The Ultimate Fighting Championship will make its long-awaited debut in Argentina this Saturday with UFC Fight Night 140 -- a card that falls firmly into the fun-but-not-essential category. The promotion’s stop in Chile on May 19 stands as an obvious comparison and featured many of the same fighters. This time, there are few more matches of interest, both in terms of entertainment value and relevance. Plus, there is the added angle of a main event featuring Santiago Ponzinibbio, who has the chance to post a breakout win in his home country.
Without further ado, let us get to the UFC Fight Night “Magny vs. Ponzinibbio” breakdown:
WelterweightsNeil Magny (21-6) vs. Santiago Ponzinibbio (26-3)
ODDS: Ponzinibbio (-320), Magny (+260)
It remains unclear exactly what having a native Argentinian star would mean for the UFC, but Ponzinibbio has the chance to take that step with a win here. It has been a surprising rise for Ponzinibbio.

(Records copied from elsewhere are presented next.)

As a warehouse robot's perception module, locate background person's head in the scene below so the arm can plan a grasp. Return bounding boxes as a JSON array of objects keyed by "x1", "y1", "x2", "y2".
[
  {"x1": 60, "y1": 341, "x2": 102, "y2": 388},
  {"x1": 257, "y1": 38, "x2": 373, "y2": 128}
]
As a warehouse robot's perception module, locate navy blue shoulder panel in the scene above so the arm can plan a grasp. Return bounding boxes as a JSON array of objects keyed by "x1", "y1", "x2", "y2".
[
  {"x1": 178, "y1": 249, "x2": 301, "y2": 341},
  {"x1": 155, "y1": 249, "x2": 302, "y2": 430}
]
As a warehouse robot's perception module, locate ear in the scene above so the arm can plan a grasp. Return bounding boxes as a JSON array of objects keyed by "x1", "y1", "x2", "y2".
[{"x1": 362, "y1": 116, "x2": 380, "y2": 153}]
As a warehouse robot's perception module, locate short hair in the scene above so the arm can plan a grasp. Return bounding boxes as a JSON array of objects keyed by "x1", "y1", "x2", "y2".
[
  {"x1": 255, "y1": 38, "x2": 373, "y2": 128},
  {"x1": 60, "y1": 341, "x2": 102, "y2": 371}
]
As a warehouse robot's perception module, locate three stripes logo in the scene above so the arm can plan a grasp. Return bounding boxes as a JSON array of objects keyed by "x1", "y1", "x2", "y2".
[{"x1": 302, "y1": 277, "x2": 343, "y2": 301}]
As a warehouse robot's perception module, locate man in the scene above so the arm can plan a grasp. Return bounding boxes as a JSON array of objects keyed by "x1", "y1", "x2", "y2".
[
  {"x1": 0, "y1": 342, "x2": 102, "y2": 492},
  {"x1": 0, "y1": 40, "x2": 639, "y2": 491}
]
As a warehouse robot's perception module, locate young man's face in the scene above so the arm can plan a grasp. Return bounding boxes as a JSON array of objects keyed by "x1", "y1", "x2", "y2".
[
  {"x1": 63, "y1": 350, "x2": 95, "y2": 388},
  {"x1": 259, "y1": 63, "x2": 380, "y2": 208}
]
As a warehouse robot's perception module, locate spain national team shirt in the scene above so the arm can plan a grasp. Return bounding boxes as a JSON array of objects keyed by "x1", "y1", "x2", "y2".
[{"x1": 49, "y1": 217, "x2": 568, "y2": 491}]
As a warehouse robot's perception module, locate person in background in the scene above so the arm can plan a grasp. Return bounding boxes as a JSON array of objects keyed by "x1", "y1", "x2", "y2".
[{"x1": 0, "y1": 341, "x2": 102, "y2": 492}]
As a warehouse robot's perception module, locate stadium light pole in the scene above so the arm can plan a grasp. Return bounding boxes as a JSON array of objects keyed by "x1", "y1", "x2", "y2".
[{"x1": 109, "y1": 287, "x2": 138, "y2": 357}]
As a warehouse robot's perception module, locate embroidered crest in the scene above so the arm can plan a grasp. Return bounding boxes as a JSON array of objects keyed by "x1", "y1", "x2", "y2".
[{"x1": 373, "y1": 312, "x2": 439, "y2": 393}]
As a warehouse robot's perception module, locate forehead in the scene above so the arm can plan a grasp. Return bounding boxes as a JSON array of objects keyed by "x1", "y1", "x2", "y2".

At first, he was considered little more than an “Ultimate Fighter Brazil” alum with a funny name, but even after some initial success in the Octagon, he was still slotted by most as a mid-tier action fighter. However, after a 2015 loss to Lorenz Larkin, Ponzinibbio kept improving from fight to fight and racked up the wins as a result. It was a bit surprising when Ponzinibbio received the main-event call to face Gunnar Nelson in 2017 -- particularly since he was coming off an assignment on the prelims -- but the UFC’s faith in “Gente Boa” paid off, as he scored a quick finish of the Icelandic contender. Ponzinibbio followed the win against Nelson with a smart but exciting performance over Mike Perry, and the UFC looks ready to position him as a regional star. He was slated to main event the promotion’s debut in Chile before injury struck, and now finds himself at home with a major opportunity against Magny.
Magny is another fighter who has enjoyed a somewhat improbable rise up the ranks. Coming off of a wretched season of “The Ultimate Fighter” and losing two straight fights would have gotten Magny cut at almost any time prior to 2014, but his losing streak coincided with the UFC’s need for more fighters to fill out more cards.

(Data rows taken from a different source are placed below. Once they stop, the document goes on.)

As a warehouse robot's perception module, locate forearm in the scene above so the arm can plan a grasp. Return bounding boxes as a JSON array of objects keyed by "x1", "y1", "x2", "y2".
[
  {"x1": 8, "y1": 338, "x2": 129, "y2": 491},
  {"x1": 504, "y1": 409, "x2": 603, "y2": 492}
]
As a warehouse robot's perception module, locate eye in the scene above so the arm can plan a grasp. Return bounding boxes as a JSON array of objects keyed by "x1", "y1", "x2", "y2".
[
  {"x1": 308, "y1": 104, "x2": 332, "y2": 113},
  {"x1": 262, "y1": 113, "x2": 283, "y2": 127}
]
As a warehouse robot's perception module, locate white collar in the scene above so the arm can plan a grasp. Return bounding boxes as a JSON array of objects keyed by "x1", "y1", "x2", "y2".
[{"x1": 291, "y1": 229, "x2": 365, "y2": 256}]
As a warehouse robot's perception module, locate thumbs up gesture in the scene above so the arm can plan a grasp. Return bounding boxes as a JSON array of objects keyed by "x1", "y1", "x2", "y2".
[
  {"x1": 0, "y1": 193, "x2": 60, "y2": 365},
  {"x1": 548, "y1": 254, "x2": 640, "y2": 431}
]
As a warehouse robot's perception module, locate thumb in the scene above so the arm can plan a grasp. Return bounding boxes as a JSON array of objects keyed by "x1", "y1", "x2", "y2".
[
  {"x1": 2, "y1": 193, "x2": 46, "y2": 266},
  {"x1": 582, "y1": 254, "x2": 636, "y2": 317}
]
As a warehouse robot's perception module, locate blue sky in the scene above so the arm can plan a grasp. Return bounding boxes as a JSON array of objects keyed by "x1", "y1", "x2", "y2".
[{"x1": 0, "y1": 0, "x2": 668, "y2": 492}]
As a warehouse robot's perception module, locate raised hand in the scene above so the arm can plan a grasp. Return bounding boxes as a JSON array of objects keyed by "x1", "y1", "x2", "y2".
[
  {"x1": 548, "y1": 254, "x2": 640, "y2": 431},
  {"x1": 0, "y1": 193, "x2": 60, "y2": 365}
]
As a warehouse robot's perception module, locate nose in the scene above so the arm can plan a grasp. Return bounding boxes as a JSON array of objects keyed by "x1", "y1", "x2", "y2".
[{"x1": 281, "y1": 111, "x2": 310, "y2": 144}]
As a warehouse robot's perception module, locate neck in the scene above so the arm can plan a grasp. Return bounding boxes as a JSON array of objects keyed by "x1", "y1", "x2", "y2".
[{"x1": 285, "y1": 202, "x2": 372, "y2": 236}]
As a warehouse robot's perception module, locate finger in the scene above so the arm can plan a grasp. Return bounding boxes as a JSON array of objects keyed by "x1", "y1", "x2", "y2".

Given one more shot to stick on the roster at UFC 169, Magny wound up turning it into a seven-fight winning streak that put him on the fringes of the welterweight title picture. Since then, Magny has served as somewhat of a gatekeeper to title contention, as there has been a clear delineation in his results. Save for a win over Kelvin Gastelum, the divisional elite has run through Magny, but he has done a successful job of turning away everyone else through a combination of his long striking game and solid offensive wrestling skills. Magny has been turned away enough times that he probably just is who he is at this point, so this fight becomes a lot more about whether or not Ponzinibbio can break through; a win here would keep Magny as a viable B-side for important fights.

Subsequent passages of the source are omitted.